In New Jersey, bulkhead construction and upkeep are the responsibility of property owners, not municipal, county or state authorities. The result is a back-bay bulkhead network of “an infinite array of materials, heights, degree of integrity, and water tightness,” said Stewart Farrell, director and founder of Stockton University’s Coastal Research Center. “And that’s a major problem.”
Since the 1980s, Farrell and his team have advised Shore towns on beach replenishment efforts, but lately, they’ve been asked to shift their focus to the back bays. In 2017, the center began conducting its own nuisance flooding study in the South Jersey Shore towns of Beach Haven, Long Beach Township, Brigantine, Avalon, and Stone Harbor.
Unlike NOAA’s, the center’s study is granular. Using cigar-sized sensors called “Hobos,” which are zip-tied to the underside of storm drain grates, Farrell’s team has collected millions of data points on where water is creeping in first and staying the longest in these towns. Over a 9-month period in Stone Harbor, for example, a single sensor recorded 143 flooding “events.”

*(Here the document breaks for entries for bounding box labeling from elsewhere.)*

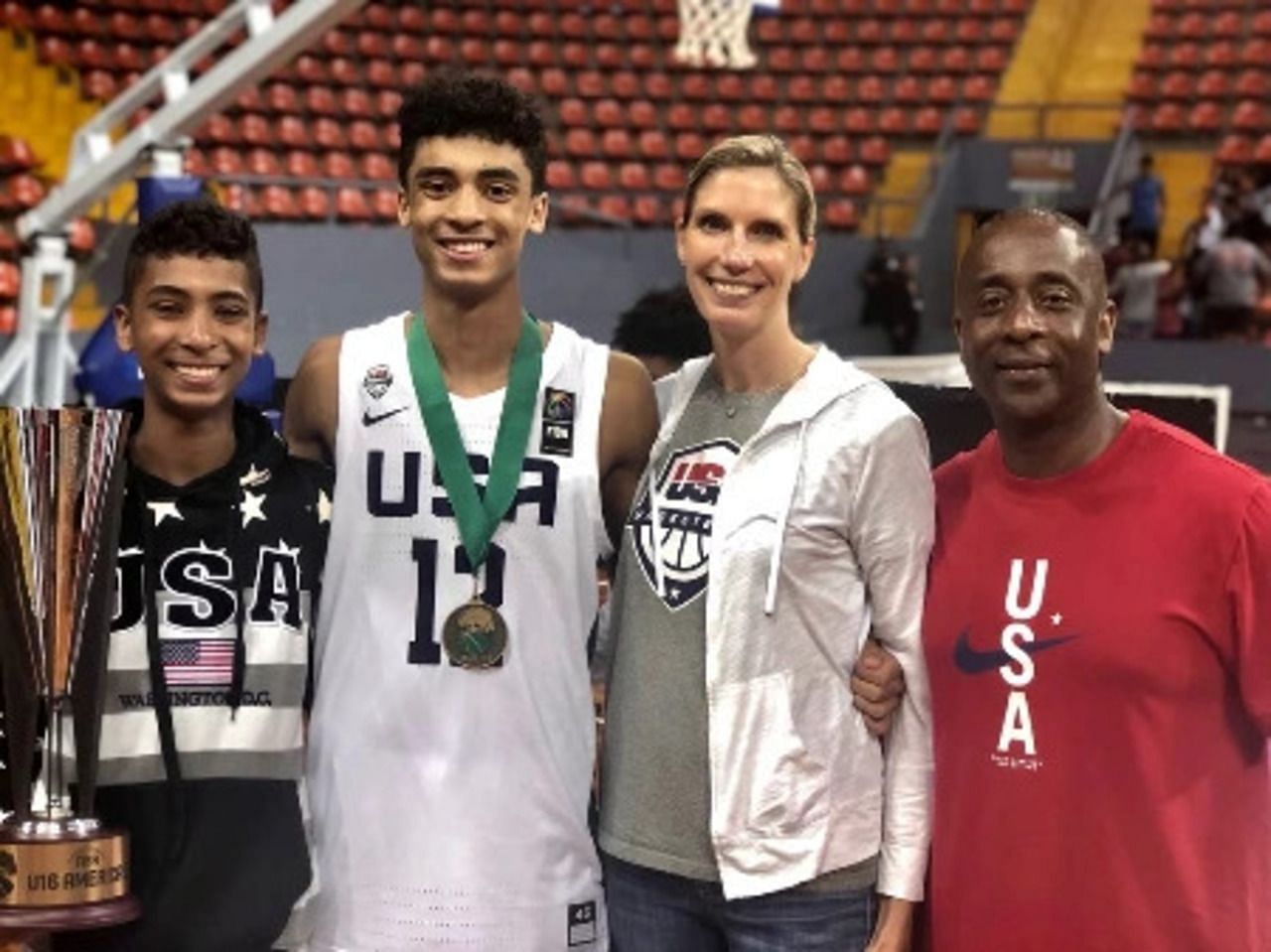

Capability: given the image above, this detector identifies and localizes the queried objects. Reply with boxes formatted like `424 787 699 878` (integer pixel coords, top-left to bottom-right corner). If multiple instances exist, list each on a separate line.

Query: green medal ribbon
405 313 543 576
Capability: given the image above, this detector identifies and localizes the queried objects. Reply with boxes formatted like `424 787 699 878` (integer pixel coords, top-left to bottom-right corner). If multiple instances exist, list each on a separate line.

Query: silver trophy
0 408 139 929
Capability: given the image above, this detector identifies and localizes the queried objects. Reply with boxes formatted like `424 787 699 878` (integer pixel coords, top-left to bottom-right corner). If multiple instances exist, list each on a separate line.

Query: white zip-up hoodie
650 347 934 900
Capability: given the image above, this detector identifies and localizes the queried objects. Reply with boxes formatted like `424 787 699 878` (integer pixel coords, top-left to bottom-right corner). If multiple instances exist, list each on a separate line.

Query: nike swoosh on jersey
953 631 1076 675
362 407 405 426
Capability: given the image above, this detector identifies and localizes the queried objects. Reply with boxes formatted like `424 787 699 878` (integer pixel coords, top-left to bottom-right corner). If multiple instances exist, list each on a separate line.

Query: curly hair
612 284 711 363
398 69 548 194
123 199 264 310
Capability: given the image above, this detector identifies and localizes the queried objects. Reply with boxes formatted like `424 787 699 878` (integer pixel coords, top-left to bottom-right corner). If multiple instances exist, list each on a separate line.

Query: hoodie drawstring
226 483 246 721
764 420 808 615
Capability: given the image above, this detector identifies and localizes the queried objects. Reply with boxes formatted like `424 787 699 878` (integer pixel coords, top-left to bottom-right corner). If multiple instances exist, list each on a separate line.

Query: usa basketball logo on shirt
628 440 741 612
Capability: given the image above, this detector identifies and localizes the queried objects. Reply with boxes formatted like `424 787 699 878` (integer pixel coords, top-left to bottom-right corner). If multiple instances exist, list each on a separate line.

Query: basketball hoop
675 0 758 69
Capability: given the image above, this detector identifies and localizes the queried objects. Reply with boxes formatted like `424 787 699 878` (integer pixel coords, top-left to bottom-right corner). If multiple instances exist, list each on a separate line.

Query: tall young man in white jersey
278 73 657 952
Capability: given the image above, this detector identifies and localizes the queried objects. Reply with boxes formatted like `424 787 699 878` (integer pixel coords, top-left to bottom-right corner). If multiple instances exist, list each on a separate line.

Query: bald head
954 208 1107 301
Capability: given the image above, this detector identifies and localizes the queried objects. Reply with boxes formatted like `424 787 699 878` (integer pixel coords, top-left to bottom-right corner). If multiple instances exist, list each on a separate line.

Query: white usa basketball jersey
308 316 609 952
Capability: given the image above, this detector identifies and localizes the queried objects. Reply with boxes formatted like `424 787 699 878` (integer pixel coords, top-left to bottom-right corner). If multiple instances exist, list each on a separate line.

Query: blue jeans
603 856 877 952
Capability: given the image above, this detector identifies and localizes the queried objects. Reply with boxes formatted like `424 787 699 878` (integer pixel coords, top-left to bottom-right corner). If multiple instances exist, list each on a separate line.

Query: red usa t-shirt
924 413 1271 952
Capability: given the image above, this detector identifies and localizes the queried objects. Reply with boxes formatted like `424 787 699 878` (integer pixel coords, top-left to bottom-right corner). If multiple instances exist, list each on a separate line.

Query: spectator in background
1194 223 1271 340
1129 154 1166 257
861 235 922 353
1108 237 1170 340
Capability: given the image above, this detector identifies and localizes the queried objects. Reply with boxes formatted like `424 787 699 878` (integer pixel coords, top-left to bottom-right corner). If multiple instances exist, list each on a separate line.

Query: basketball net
675 0 758 69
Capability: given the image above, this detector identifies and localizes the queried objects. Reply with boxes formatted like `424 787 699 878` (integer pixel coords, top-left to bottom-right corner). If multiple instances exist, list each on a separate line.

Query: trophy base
0 817 141 932
0 896 141 932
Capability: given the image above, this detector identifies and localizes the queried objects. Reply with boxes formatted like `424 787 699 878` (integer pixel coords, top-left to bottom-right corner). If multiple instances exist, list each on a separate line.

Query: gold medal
441 595 507 671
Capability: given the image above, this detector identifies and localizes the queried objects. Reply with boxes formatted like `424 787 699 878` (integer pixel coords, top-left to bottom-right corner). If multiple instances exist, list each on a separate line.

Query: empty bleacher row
0 0 1029 227
1127 0 1271 164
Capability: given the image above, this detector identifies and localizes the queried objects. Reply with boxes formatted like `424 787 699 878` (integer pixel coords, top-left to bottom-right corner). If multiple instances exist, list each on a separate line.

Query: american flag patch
159 638 234 685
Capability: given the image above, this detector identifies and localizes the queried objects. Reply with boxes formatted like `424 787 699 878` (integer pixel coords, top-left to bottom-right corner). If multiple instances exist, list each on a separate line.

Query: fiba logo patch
0 849 18 898
628 440 741 612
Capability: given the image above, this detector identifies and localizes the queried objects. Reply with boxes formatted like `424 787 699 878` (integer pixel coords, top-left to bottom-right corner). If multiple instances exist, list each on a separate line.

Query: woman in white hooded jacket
600 136 933 952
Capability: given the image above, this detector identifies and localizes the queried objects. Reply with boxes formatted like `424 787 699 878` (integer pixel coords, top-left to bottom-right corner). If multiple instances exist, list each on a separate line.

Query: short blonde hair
680 135 816 241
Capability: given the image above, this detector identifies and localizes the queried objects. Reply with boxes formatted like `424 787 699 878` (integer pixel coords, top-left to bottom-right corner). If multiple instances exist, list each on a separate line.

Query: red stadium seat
564 128 596 159
857 76 887 103
834 46 866 72
858 136 891 165
914 105 944 136
337 86 375 118
953 105 980 136
1239 37 1271 67
653 162 686 192
823 199 861 231
305 86 340 116
557 96 590 126
878 105 909 136
773 105 803 133
785 132 817 165
312 116 349 150
807 105 841 135
821 73 852 105
1202 40 1239 68
1231 99 1267 132
591 98 627 128
274 116 309 149
749 72 777 103
1213 135 1253 165
627 99 658 130
891 76 925 103
357 153 396 182
80 69 118 103
675 132 707 162
578 162 614 192
260 186 300 221
618 162 649 192
1159 69 1196 99
632 195 666 225
908 46 936 72
573 69 609 99
1233 69 1271 99
396 4 427 33
349 119 387 153
666 103 698 131
737 103 768 132
636 128 671 159
1196 69 1230 99
714 72 746 103
208 145 242 176
953 17 984 46
1149 103 1185 133
609 69 641 99
785 75 818 103
843 105 878 135
221 185 260 218
282 149 318 178
821 136 855 165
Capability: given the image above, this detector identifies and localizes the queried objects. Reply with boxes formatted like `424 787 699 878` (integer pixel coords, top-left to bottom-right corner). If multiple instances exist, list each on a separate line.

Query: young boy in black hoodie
55 201 332 952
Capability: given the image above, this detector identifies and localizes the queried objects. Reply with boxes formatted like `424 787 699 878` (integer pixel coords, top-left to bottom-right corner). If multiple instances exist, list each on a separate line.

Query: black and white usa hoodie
58 404 332 952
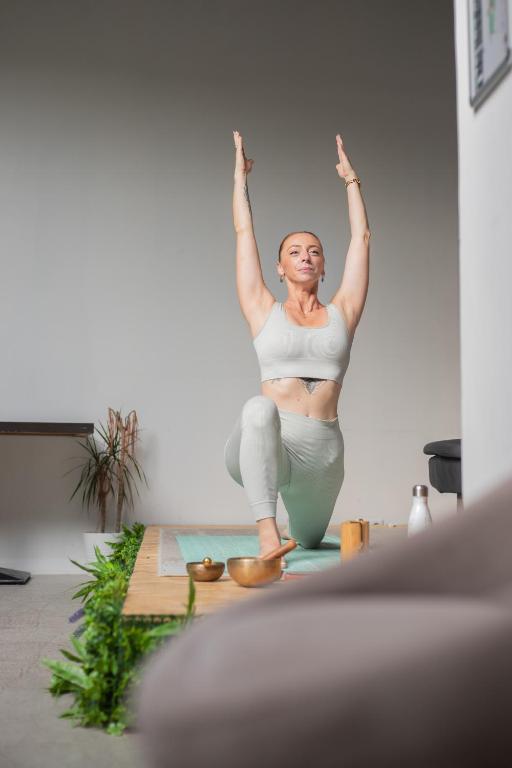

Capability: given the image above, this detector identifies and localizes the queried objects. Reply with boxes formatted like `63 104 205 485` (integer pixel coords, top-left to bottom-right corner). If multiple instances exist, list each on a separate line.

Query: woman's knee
242 395 279 427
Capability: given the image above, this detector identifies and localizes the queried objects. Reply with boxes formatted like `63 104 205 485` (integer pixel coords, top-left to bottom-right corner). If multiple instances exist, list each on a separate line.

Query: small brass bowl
187 557 224 581
227 557 282 587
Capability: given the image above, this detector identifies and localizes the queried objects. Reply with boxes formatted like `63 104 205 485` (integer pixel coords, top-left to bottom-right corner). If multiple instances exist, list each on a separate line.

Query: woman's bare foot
281 525 291 539
258 517 288 568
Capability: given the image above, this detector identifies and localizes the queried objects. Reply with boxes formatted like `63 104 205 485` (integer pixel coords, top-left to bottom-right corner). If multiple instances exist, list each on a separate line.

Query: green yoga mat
176 534 340 573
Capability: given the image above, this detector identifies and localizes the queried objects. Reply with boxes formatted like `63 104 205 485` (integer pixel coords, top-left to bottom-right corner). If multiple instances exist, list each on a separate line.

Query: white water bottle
407 485 432 536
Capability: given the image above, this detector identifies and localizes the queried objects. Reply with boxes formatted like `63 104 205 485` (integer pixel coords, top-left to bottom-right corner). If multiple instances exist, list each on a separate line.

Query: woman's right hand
233 131 254 175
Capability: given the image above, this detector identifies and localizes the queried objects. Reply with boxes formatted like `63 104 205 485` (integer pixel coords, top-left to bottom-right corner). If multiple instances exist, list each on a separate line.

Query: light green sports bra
253 301 353 385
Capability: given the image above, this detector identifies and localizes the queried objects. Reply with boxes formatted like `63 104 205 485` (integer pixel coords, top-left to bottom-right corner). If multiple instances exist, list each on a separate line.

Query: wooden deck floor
123 524 406 617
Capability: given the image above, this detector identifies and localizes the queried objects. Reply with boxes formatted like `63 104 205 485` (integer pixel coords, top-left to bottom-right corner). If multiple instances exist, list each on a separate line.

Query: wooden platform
123 523 406 617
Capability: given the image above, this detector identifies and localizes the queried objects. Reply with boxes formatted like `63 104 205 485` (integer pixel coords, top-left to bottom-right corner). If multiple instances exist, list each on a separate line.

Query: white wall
454 0 512 502
0 0 458 572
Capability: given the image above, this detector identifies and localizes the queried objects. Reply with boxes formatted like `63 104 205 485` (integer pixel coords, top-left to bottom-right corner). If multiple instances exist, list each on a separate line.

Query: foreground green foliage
43 523 195 734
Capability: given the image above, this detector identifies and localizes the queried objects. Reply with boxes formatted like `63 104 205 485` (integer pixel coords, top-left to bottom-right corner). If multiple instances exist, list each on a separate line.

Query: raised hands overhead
233 131 254 175
336 133 355 179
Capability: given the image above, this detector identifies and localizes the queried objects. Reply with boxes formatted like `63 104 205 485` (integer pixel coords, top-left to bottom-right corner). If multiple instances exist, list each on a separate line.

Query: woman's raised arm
233 131 270 322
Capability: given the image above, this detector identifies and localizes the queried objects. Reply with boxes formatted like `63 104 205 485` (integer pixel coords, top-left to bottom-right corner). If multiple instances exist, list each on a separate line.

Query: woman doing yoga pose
224 131 370 565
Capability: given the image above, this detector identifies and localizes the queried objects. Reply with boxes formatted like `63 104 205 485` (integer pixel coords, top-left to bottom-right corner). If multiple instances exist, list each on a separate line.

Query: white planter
82 532 121 563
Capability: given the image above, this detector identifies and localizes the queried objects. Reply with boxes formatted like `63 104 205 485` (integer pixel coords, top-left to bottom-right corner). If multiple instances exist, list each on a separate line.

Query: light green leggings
224 395 345 549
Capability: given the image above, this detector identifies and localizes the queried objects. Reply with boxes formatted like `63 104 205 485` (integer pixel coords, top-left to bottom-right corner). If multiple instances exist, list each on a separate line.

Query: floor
0 528 405 768
0 574 143 768
123 524 407 616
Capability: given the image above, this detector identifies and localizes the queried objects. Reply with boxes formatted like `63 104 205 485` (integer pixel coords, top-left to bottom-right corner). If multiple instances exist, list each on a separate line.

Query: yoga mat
176 534 341 576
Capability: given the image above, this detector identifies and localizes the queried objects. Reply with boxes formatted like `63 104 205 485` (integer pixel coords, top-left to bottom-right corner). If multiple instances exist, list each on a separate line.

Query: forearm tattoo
244 179 252 218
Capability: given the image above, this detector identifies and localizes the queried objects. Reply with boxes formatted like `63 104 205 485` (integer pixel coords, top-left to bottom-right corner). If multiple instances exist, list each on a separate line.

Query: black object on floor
0 568 30 584
0 421 94 584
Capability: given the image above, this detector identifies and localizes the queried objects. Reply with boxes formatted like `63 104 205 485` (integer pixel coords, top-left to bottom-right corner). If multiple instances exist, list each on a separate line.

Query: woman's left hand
336 133 355 179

Farrell emphasized, however, that the center’s study is very different from NOAA’s. While Sweet’s NOAA team analyzes only tide gauges, Farrell’s team examines how and where water accumulates on streets. Most importantly, he said, the center’s threshold for a flooding event is much lower. The Hobos react to pressure, so even an inch of water — not much more than a full storm drain with puddling around it — can trigger an event.
Taken together, the average water depth of an event in the five towns where the center conducted its study was around a foot. The highest events reached 3 feet. Several other factors, from road elevation to drainage capacity influenced the amount of standing water, Farrell said.
‘Where the situation becomes untenable’
“These kinds of events don’t matter much now, except for the fact that if you don’t pay any attention to them and sea-level rise hits the expected three-to-four feet by 2100, a normal high tide is going to be at the level of the worst of these nuisance flooding events — twice a day,” he said. “This is where the situation becomes untenable for these coastal communities.”
Since Superstorm Sandy, new construction along the Shore has been required to be elevated above Federal Emergency Management Agency standards, and towns up and down the coast are installing pumping stations and more robust drainage systems to expel floodwaters at faster rates. The price tags run into the tens of millions of dollars. Farrell pointed to Stone Harbor, which just received a $12 million FEMA grant to build a “very substantial” pumping station near its downtown. Elsewhere in the small but wealthy enclave, another expensive stormwater mitigation project is in the works.
“The problem has gotten worse since 1950 and it’s going to get worse in the next 50 years,” Farrell said of the entire New Jersey coastline. “Sea level rises, plus the storm surges — you can only elevate the houses so far. So, do we bring in a couple 100 million cubic yards of fill and raise the whole barrier island up — all the roads, all the infrastructure, all the properties, everything? Do we dike them like Holland, with 10-foot walls all the way around and just hope it’s not breached by the next big storm?”
While the predictions are dire for New Jersey’s coastal communities, Sweet said the intent of the NOAA report is to continue to spark resilience, not retreat.
“The idea is to give people guidance, not to scare them,” he said. “To just let them know how things are changing, so that decisions can be made with the best data at hand, so that they can adapt and change and maintain their footprint at the coast, because it’s important for us to be at the coast.”